Иньянна. Исходя из мифического ореола, что возникал вокруг всех снежнаков, и многозначности ее прозвища (причем одновременно вспоминались даосский дуализм Инь и Ян, богиня шумеров и моя любимая героиня из «Хроник Маджипура»), из истории ее андрского бытия и существования, а также из характера обоих ее сыновей, – логично было бы ожидать статную и величественную сивиллу в пышных, объемных, ярких, блистающих и развевающихся (выберите эпитет сами и не морочьте мне голову) одеяниях, плотно расшитых серебряными звездами и золотыми арабесками.
А она оказалась чуть меня выше. Правду сказать, когда мы обе выпрямились, вначале отвесив друг другу энное число поклонов сидячих и стоячих (она солировала), разница увеличилась: госпожа Иньянна была мальчишески длиннонога. И, право, не по-вдовьи хороша собой, куда там Эрмине моей милой. Узкое, чуть скуластое лицо, не белое и не исчерна-смуглое, а нормально загорелое. Прямая, изящная линия носа, чуть загнутая книзу, крутые дуги бровей, изысканный очерк темно-розовых губ; в глазах, таких же неописуемых, как у мужчин-снежнаков и… и у ее родного сына, смесь настроений, переливчатость эмоций – от почти гневного спокойствия до нежной, ободряющей насмешки.
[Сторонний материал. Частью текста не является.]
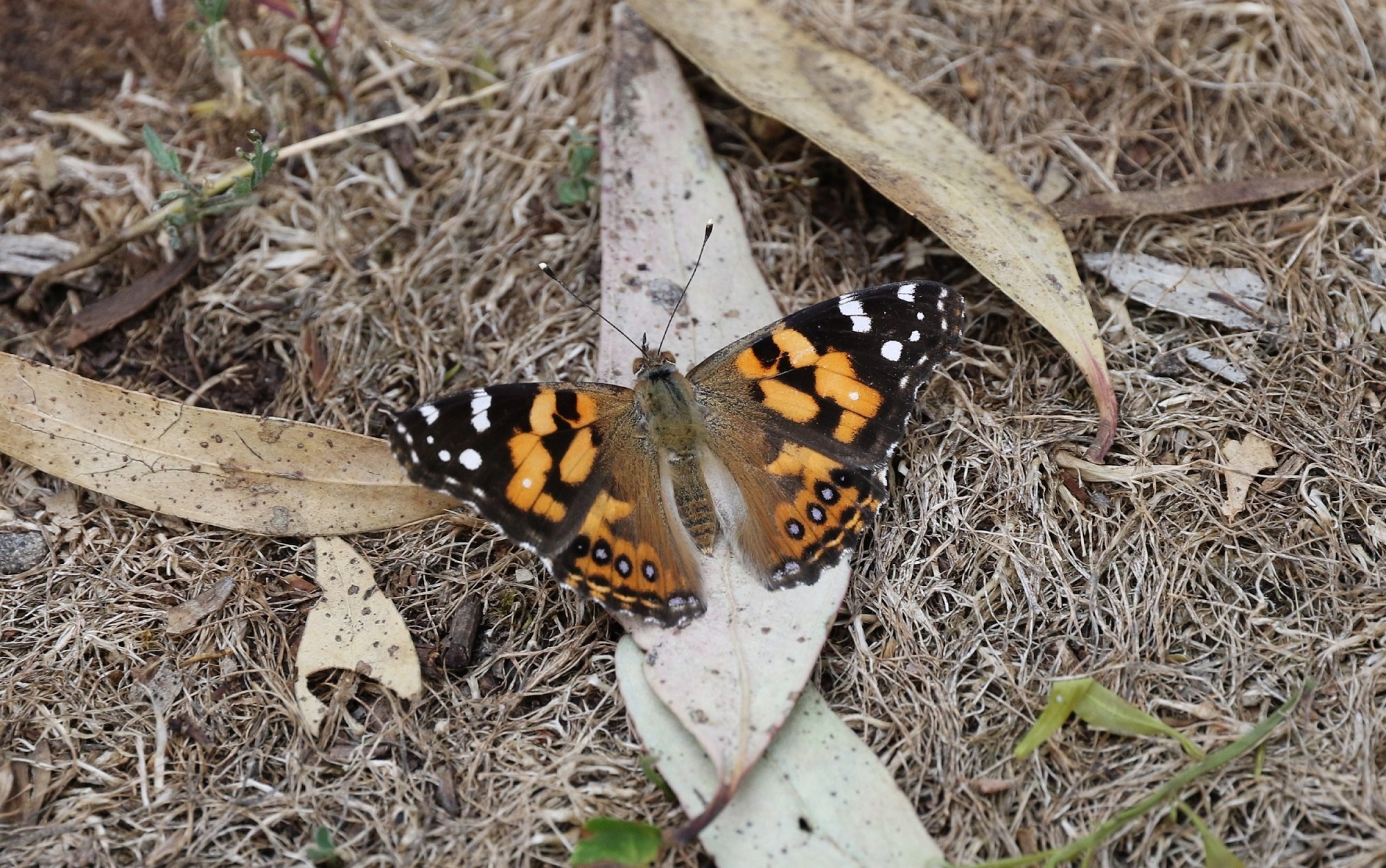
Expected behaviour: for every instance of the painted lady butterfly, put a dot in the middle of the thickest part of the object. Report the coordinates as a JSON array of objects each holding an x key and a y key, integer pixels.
[{"x": 611, "y": 486}]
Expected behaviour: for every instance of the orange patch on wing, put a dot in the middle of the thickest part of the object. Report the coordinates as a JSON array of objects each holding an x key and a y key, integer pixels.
[
  {"x": 752, "y": 368},
  {"x": 836, "y": 379},
  {"x": 543, "y": 412},
  {"x": 796, "y": 459},
  {"x": 849, "y": 427},
  {"x": 577, "y": 462},
  {"x": 533, "y": 463},
  {"x": 799, "y": 348},
  {"x": 587, "y": 411},
  {"x": 788, "y": 401}
]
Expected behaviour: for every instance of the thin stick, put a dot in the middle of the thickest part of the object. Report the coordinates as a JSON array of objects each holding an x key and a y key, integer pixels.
[
  {"x": 708, "y": 233},
  {"x": 1168, "y": 790}
]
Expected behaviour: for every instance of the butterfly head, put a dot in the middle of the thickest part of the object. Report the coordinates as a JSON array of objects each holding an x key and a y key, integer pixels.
[{"x": 653, "y": 364}]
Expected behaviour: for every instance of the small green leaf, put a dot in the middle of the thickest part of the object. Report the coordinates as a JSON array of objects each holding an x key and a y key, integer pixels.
[
  {"x": 1216, "y": 854},
  {"x": 573, "y": 191},
  {"x": 164, "y": 159},
  {"x": 324, "y": 851},
  {"x": 653, "y": 775},
  {"x": 486, "y": 76},
  {"x": 580, "y": 159},
  {"x": 1064, "y": 696},
  {"x": 1103, "y": 709},
  {"x": 210, "y": 12},
  {"x": 634, "y": 844},
  {"x": 261, "y": 159}
]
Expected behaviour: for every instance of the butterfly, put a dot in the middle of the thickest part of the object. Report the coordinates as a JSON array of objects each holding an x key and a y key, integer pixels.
[{"x": 609, "y": 486}]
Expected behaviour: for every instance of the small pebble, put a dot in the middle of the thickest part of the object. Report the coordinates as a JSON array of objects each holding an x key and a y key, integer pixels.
[{"x": 21, "y": 551}]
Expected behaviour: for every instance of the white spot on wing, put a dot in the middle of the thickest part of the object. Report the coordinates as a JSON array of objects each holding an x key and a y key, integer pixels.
[
  {"x": 480, "y": 404},
  {"x": 853, "y": 308}
]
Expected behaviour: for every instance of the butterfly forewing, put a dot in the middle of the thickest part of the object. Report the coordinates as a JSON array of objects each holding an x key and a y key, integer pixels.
[
  {"x": 803, "y": 415},
  {"x": 530, "y": 457},
  {"x": 806, "y": 412},
  {"x": 562, "y": 470}
]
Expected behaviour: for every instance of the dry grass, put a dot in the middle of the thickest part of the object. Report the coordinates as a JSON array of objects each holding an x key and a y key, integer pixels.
[{"x": 986, "y": 580}]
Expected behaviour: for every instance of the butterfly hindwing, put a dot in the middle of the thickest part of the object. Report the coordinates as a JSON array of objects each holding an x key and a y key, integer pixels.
[{"x": 559, "y": 469}]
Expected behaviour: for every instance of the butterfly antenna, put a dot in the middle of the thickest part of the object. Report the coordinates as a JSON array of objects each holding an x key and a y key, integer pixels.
[
  {"x": 708, "y": 233},
  {"x": 544, "y": 267}
]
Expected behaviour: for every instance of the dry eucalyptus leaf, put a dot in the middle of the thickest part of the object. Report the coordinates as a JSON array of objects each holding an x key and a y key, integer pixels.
[
  {"x": 734, "y": 674},
  {"x": 904, "y": 149},
  {"x": 1245, "y": 459},
  {"x": 185, "y": 616},
  {"x": 1231, "y": 296},
  {"x": 356, "y": 627},
  {"x": 265, "y": 476}
]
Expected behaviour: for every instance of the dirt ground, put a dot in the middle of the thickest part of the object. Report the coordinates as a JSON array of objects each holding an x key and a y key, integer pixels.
[{"x": 369, "y": 272}]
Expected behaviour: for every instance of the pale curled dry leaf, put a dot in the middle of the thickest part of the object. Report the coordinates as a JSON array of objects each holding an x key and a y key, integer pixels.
[
  {"x": 265, "y": 476},
  {"x": 354, "y": 626},
  {"x": 909, "y": 152},
  {"x": 1116, "y": 473},
  {"x": 820, "y": 796},
  {"x": 185, "y": 616},
  {"x": 1245, "y": 459},
  {"x": 734, "y": 674},
  {"x": 98, "y": 130},
  {"x": 1231, "y": 296}
]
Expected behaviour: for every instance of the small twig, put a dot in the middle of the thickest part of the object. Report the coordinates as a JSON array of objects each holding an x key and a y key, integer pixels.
[
  {"x": 110, "y": 312},
  {"x": 30, "y": 301}
]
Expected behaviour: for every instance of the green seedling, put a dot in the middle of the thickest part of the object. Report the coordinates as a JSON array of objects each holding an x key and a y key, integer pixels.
[
  {"x": 617, "y": 842},
  {"x": 196, "y": 204},
  {"x": 574, "y": 189}
]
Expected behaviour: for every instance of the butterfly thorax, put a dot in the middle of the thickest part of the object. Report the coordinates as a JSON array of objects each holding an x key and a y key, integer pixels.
[{"x": 673, "y": 420}]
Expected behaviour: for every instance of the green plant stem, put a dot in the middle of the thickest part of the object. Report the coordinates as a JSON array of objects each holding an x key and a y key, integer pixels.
[
  {"x": 33, "y": 296},
  {"x": 1166, "y": 790}
]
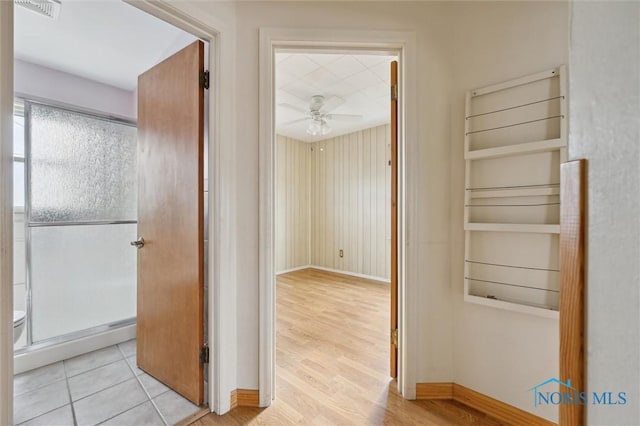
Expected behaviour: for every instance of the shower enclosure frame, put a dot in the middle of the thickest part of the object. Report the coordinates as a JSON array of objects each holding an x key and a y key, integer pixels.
[{"x": 75, "y": 335}]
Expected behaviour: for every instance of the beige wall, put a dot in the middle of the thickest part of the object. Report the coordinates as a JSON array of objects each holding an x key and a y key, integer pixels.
[
  {"x": 605, "y": 129},
  {"x": 334, "y": 195},
  {"x": 293, "y": 172},
  {"x": 351, "y": 203}
]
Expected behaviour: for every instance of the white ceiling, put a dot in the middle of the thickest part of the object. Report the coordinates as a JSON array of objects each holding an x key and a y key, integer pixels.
[
  {"x": 351, "y": 84},
  {"x": 103, "y": 40}
]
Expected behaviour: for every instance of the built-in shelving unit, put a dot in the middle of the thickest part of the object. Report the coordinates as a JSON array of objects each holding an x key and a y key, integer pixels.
[{"x": 515, "y": 141}]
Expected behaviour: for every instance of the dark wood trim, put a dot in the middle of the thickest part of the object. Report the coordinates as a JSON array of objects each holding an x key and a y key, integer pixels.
[
  {"x": 393, "y": 364},
  {"x": 572, "y": 291}
]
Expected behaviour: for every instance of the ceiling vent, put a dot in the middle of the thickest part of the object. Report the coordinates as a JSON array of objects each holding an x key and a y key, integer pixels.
[{"x": 50, "y": 8}]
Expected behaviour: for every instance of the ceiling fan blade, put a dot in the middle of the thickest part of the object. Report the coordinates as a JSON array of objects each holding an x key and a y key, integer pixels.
[
  {"x": 294, "y": 108},
  {"x": 344, "y": 117},
  {"x": 289, "y": 123}
]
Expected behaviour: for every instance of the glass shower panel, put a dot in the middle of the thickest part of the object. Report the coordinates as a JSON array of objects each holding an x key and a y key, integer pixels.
[
  {"x": 82, "y": 168},
  {"x": 81, "y": 277}
]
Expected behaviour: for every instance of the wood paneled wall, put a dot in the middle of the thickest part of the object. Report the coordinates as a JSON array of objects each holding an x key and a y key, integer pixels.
[
  {"x": 346, "y": 205},
  {"x": 293, "y": 171}
]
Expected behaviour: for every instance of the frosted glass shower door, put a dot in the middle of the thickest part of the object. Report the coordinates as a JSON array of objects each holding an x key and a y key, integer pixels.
[{"x": 81, "y": 216}]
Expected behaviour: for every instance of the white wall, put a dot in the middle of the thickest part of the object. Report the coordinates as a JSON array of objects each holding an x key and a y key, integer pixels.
[
  {"x": 293, "y": 172},
  {"x": 497, "y": 352},
  {"x": 351, "y": 202},
  {"x": 605, "y": 129},
  {"x": 42, "y": 83}
]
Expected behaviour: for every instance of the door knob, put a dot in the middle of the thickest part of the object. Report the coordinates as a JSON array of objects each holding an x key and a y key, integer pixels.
[{"x": 139, "y": 243}]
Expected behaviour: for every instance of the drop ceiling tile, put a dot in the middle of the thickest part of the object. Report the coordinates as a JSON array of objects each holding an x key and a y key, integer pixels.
[
  {"x": 284, "y": 78},
  {"x": 345, "y": 66},
  {"x": 321, "y": 78},
  {"x": 372, "y": 60},
  {"x": 282, "y": 56},
  {"x": 282, "y": 96},
  {"x": 301, "y": 90},
  {"x": 376, "y": 90},
  {"x": 323, "y": 59},
  {"x": 383, "y": 71},
  {"x": 340, "y": 89},
  {"x": 362, "y": 80},
  {"x": 298, "y": 65}
]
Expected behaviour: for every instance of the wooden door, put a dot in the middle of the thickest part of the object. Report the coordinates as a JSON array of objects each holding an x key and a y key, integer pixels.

А уж этот цвет! Тюльпан в туманном лесном урочище; солнце посреди исся-черных грозовых туч; огонь в изумрудной морской пучине. Волосы ее – белые, сияющие и так преизобильны, что пришлось собрать их в четыре косы: две сзади падают до пояса, две на висках покрывают грудь, – и соединить их попарно тонкой цепочкой. От этого лицо и шея будто в серебряной раме: этот вид и цвет только и служит приметой немалого возраста, да вдобавок чуть впалые щеки и тончайшие морщины у глаз и поперек горделивой шеи.
И одета госпожа Иньянна – или все-таки София? – без особых претензий: свитер, суконные шаровары в заправку и низкие сапожки на тонкой подошве, все голубовато-серое, уютно-домашнее.
– Вам не душно показалось спать на меху и посреди мехов? Раскидались и пот на коже. Я, признаться, отчитала кое-кого, что не досмотрели, – она прервала мое разглядывание, и вовремя: оно становилось излишне бесцеремонным.
– Пар костей не ломит, зато сладкие сны наводит, – бросил мой Бэс ответную реплику.